Amnesty dénonce| La liberté d'expression est menacée en Tunisie

Amnesty dénonce| La liberté d'expression est menacée en Tunisie

“Les autorités tunisiennes doivent cesser immédiatement d'exploiter des lois, vagues et répressives pour poursuivre en justice des personnes n'ayant fait qu'exercer leur droit à la liberté d'expression en ligne”, voilà comment Amnesty international tire la sonnette d’alarme dans son dernier rapport intitulé “les poursuites criminelles du discours en ligne: restriction de la parole en Tunisie”.

 

En octobre dernier, l’ONG enregistre la convocation de cinq militants, interpellés par les services de l’ordre pour avoir critiqué sur les réseaux sociaux, les forces de sécurité dans le cadre d'une campagne contre un projet de loi instaurant l'impunité.

 

Ces accusés ont un nom et une histoire:

Myriam Bribri accusée d'avoir « insulté la police », Imed Ben Khoud arrêté et interrogé pour avoir partagé une caricature, ou encore Anis Mabrouki inculpé de s'être « rendu coupable de bruit ou tapage de nature à troubler la tranquillité des habitants » et d'avoir « imputé à un fonctionnaire public des faits illégaux en rapport avec ses fonctions, sans en établir la véracité ».

 

Selon les observations de l'organisation, ces procès s'appuient sur un arsenal juridique composé de plusieurs textes de lois obsolètes comme le Code pénal tunisien, le Code des télécommunications et le Décret-loi n° 115 relatif à la liberté de la presse.

 

Le rapport souligne que depuis deux ans plus que 40 blogueurs/ses, administrateurs/rices de pages Facebook sont suivis de près par les services de l’ordre.
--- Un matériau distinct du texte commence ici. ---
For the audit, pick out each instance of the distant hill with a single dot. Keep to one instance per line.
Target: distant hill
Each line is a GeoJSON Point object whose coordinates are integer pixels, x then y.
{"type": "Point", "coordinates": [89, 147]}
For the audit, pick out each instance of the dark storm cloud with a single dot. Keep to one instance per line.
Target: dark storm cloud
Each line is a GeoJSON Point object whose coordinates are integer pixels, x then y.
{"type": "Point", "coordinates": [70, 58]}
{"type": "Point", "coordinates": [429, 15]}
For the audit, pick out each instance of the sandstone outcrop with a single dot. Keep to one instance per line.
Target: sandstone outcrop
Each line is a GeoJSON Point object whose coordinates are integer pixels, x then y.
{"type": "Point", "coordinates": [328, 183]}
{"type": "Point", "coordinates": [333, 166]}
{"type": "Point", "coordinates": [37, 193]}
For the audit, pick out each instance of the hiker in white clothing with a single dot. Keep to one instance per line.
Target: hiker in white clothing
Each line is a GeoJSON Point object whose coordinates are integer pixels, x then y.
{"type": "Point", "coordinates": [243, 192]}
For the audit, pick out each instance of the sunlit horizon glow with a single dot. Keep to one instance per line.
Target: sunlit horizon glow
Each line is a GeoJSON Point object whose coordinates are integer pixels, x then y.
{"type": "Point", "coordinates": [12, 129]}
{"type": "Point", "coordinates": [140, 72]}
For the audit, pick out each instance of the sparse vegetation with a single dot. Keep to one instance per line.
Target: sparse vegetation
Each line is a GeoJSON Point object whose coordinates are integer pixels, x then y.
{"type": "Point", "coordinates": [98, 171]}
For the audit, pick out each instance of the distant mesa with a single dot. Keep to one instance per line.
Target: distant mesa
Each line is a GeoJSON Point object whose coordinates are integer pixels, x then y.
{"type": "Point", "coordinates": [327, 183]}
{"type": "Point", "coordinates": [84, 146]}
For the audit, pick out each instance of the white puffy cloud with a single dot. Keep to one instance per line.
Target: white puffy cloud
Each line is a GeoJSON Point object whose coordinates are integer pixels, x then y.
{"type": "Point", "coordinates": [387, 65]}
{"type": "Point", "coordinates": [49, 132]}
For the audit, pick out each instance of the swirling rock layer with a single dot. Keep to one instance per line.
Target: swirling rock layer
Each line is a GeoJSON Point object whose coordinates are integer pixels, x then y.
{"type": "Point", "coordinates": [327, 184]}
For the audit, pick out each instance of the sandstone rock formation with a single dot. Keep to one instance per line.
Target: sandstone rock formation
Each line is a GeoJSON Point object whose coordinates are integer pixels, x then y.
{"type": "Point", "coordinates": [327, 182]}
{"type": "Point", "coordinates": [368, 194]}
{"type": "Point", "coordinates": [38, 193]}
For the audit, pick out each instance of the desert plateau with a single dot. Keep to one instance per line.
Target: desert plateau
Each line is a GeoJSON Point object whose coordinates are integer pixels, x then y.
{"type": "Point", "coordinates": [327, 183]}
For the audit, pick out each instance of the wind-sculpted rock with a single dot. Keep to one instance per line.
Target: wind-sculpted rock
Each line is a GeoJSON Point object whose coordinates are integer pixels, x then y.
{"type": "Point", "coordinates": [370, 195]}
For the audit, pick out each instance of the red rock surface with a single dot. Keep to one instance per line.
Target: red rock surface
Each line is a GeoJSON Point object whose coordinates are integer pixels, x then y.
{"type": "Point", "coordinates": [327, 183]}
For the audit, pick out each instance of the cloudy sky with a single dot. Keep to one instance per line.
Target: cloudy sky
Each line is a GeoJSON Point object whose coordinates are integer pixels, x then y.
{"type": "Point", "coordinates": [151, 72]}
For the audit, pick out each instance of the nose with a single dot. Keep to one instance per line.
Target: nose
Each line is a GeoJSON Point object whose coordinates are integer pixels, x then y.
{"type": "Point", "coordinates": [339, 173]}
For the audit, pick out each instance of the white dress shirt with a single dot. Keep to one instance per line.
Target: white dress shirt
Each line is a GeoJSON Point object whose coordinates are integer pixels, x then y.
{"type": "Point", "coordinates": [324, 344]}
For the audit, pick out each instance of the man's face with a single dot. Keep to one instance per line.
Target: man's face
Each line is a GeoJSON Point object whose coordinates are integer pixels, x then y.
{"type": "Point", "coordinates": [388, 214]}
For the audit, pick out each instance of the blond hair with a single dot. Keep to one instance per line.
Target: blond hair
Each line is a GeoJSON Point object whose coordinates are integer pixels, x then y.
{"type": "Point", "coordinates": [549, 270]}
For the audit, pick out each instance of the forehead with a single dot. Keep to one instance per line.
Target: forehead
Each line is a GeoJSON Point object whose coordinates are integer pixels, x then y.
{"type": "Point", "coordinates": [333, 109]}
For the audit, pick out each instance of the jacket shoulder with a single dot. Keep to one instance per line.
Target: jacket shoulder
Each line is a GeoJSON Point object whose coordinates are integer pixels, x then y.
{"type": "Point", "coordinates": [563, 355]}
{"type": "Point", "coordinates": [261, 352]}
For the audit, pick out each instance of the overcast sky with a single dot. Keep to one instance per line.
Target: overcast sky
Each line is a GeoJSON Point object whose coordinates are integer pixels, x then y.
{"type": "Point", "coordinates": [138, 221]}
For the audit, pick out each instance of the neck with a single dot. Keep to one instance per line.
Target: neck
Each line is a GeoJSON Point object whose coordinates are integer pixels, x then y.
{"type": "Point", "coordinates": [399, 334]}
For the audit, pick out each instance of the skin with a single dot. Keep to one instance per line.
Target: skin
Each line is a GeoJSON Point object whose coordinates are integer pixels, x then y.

Ainsi qu’un bon nombre de militants politiques et défenseurs des droits humains ayant déjà fait preuve de poursuites judiciaires.

 

L’ONG interpelle dans son rapport les autorités tunisiennes sur l’importance de protéger la liberté d'expression en abandonnant toutes charges qui pèsent sur les personnes visées qui n’ont commis de délit que l’expression pacifiste de leurs idées. 

Dans le cadre de cette campagne Amnesty International consignent les agents de l'État de cesser d'engager de telles poursuites. Elle considère que les autorités tunisiennes font preuve d'une intolérance croissante envers ceux qui critiquent les agents publics ou les institutions.

 

Parmi ses multiples requêtes, l’ONG s’adresse aux parlementaires tunisiens et leur demande la réforme des textes législatifs qui érigent en infraction ou limitent toute autre manière l'expression légitime, comme le Code des télécommunications et le Code pénal, et de faire en sorte que la diffamation soit traitée uniquement comme une question de droit civil.